The job runner prevents multiple execution of each job a time (uses locking per job).
node_exporter service installed, configured with (path configurable, see Role Variables):
--collector.textfile.directory=/srv/node_exporter/textfile_collector
Available variables are listed below, along with default values (see defaults/main.yml
):
runner_script_path: '/opt/bin/job-runner'
runner_user: 'jobrunner'
runner_group: 'jobrunner'
runner_id: 990
runner_gid: 990
runner_scripts_dir: '/opt/scripts'
textfile_dir: '/srv/node_exporter/textfile_collector'
Example of running sript /opt/scripts/my-check.py
(path configurable, see Role Variables) from cron, every minute, with logger tag pycheck
, asking for an alert if this script hasn't finished 300
seconds since the previous script execution finished:
Inside /etc/cron.d/jobrunner
:
* * * * * jobrunner [ -x /opt/bin/job-runner ] && /opt/bin/job-runner my-check.py pycheck 300 2>&1 | logger -t pycheck
This will produce metrics file /srv/node_exporter/textfile_collector/runner_my-check.py.prom
with similar content to:
# HELP runner_exit Exit code of runner.
# TYPE runner_exit gauge
runner_exit{script="my-check.py"} 0
# HELP runner_last Time latest run finished.
# TYPE runner_last gauge
runner_last{script="my-check.py"} 1609760085
# HELP runner_duration Duration of latest run.
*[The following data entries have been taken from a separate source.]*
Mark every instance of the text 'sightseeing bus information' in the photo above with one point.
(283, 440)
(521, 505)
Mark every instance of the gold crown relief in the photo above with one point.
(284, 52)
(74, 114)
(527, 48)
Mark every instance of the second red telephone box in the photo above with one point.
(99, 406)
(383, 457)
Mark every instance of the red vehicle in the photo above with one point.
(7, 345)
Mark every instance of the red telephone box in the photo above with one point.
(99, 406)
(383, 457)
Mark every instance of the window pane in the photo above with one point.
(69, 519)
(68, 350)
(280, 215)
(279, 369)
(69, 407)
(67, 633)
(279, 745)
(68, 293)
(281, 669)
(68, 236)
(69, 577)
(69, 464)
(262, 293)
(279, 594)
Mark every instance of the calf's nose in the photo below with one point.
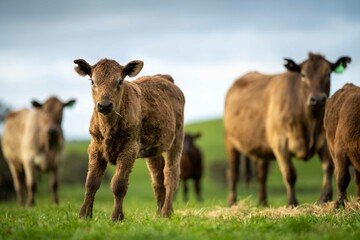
(105, 107)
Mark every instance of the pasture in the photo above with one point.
(210, 219)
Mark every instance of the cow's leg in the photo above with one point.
(248, 170)
(172, 172)
(232, 171)
(288, 173)
(18, 183)
(342, 174)
(96, 170)
(156, 169)
(54, 185)
(185, 191)
(357, 183)
(328, 171)
(198, 189)
(119, 185)
(30, 180)
(262, 173)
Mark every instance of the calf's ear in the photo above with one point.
(82, 68)
(36, 104)
(291, 65)
(70, 103)
(340, 64)
(133, 68)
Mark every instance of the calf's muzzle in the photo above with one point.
(317, 101)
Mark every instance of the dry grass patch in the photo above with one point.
(244, 211)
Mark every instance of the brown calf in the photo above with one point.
(33, 138)
(279, 116)
(139, 119)
(191, 165)
(342, 129)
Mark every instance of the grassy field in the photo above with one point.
(210, 219)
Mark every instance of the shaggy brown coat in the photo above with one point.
(33, 138)
(342, 127)
(191, 165)
(279, 116)
(139, 119)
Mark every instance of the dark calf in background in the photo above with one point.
(191, 165)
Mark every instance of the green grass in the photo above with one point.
(210, 219)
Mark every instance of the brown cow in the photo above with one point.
(280, 116)
(342, 130)
(33, 138)
(191, 165)
(139, 119)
# TYPE runner_duration gauge
runner_duration{script="my-check.py"} 7
# HELP runner_next_run_in Expect another run within this time period.
# TYPE runner_next_run_in gauge
runner_alert_after{script="my-check.py"} 300
We can see that our my-check.py script finished at 1609760085, with error code 0, and took 7 seconds to finish. If a Prometheus is configured to scrape the node exporter on this server, these variables and their history will be available in Prometheus.
We can alert ALL cron jobs executed this way on ALL servers using this job runner for non-zero exit code using this Prometheus condition:
runner_exit != 0
We can allert ALL cron jobs executed this way on ALL servers using this job runner for not finishing for more than advertised time since the previously finished time using this Prometheus condition:
time() - runner_last > runner_alert_after
None.
- hosts: utilservers
vars_files:
- vars/main.yml
roles:
- { role: job-runner }
Inside vars/main.yml
:
runner_user: 'jobrunner'
runner_group: 'jobrunner'
runner_id: 940
runner_gid: 940
MIT / BSD
Based on / inspired by blogpost: https://phrye.com/code/periodic-monitoring/ - many thanks.
This ansible role was written by Marji Cermak - https://github.com/marji/